Leek and potato soup is quite simple to make with a small number of ingredients – it is basically the same quantity of leeks to potatoes with onion, garlic, stock and milk for flavour.
Normally when I make soup I make enough for 6 which means my husband and I have lunch for 3 days. This makes lunchtimes so easy. Just serve with some nice crusty white bread or some home made Irish brown soda bread.
You can add some cream instead of some (or all) of the milk if you want but I find it creamy enough with milk.
Leek & Potato Soup
- rapeseed oil
- 2 medium leeks about 500g
- 1 onion
- 500 g potatoes
- 1 clove garlic
- 800 ml stock
- 200 ml milk
- ground black pepper
- Clean your leeks. A good tip to chop them length ways and wash between the leaves.
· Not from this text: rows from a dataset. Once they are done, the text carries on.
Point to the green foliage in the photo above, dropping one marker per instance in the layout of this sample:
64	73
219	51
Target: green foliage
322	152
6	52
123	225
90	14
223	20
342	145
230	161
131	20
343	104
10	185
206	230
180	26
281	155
- Cut off the dark green leaves. You can discard or keep to make stock later
- Cut the leeks and onion into small pieces
- Heat the oil and saute the leeks until soft
- Add the onion and saute for another 3-4 minutes
- Then add the garlic and potatoes and saute for a minute or two
- Add the stock, bring to the boil and then simmer for 30 minutes.
- Using a hand blender, blend the soup until smooth. Add the milk and bring back to the boil.
- If the soup is too thick add some more water.